The aftermath of a successful impersonation, where one occurs, is a process. It is rarely instantaneous; the principal does not typically discover what has happened in the moment, and the provider does not typically respond in the moment when the principal discovers it. The intervening time is part of the consequence.

Providers' procedures for unwinding the consequences of an impersonation vary. Some are well-developed and quick; others are slow and contested. The variables include: whether the provider considers the impersonation to have been their failure or the customer's; whether the consequences are reversible by ordinary means; whether the provider has a fund or process for compensating the customer; and whether the matter touches on third parties whose participation is required.
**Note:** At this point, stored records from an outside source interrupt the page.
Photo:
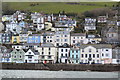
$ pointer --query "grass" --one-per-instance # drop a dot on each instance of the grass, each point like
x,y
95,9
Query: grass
x,y
55,7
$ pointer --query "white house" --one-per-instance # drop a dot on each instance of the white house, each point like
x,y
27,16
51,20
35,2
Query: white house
x,y
40,23
90,24
31,56
90,54
62,37
78,38
48,53
23,38
63,53
106,54
96,53
13,27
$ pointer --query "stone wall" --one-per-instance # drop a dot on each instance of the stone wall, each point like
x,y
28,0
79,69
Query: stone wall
x,y
64,67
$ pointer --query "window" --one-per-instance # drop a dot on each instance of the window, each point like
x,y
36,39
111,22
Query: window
x,y
106,49
82,55
107,55
76,61
14,56
61,50
49,53
90,55
42,57
89,50
66,55
66,50
72,56
102,54
61,55
49,57
97,50
82,50
49,49
57,40
97,55
73,41
29,52
76,51
65,40
65,35
93,55
76,56
97,61
86,55
72,51
50,40
30,57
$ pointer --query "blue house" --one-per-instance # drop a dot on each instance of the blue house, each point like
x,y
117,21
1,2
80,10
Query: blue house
x,y
74,55
34,38
22,24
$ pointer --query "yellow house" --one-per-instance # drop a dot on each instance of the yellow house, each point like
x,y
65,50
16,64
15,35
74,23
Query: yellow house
x,y
15,39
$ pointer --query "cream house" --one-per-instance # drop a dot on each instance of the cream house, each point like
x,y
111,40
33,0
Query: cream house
x,y
96,53
48,53
78,38
90,54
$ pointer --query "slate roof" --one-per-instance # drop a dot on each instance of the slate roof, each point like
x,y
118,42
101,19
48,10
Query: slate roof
x,y
47,45
98,46
78,34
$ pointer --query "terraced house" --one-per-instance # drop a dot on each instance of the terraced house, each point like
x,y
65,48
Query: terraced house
x,y
34,38
17,55
74,56
48,53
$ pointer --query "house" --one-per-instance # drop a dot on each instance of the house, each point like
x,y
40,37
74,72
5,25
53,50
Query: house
x,y
19,16
15,39
93,39
111,35
78,38
13,27
23,24
34,38
62,37
17,55
5,54
48,53
90,24
31,56
106,53
102,19
26,46
90,54
6,18
23,37
48,37
116,55
63,53
5,38
40,23
96,53
74,56
2,27
118,23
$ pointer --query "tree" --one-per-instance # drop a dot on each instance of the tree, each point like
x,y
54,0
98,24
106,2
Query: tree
x,y
6,9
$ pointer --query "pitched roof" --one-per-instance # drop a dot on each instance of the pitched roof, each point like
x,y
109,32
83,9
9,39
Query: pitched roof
x,y
98,46
78,34
47,45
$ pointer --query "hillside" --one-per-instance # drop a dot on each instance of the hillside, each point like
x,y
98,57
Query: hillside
x,y
55,7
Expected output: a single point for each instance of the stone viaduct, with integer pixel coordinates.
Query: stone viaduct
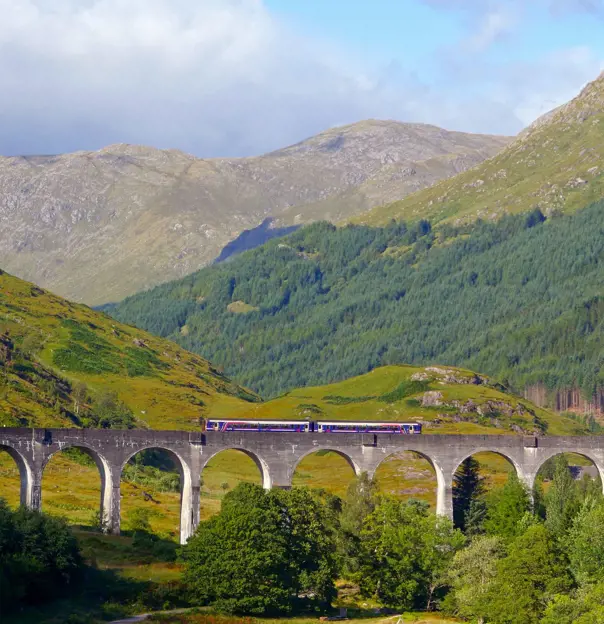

The principal whose affairs are managed with care will have considered this in advance. The relationships with providers that matter will include a point of contact at a more senior level than the helpdesk; the principal will know the procedures for restoring the account and the timelines they typically take; the principal will have records of the configuration that should be restored, in case the provider's records of it have been altered.

Where the impersonation has produced consequences outside the provider's own systems, the work is more involved. The transactions that should not have been made; the messages that should not have been sent; the parties who should not have been contacted: each has its own remedy, which depends on the procedures of the entity that received the unauthorised action.

The desk works on this kind of matter from a particular angle. It is not, in itself, the principal's bank or telephone company; it is the desk that has, before any incident, ensured that the relationships with those providers are configured so that, if the moment comes, the response can be quick, considered, and within the principal's control. Most of the work happens before. The work after is materially easier as a result.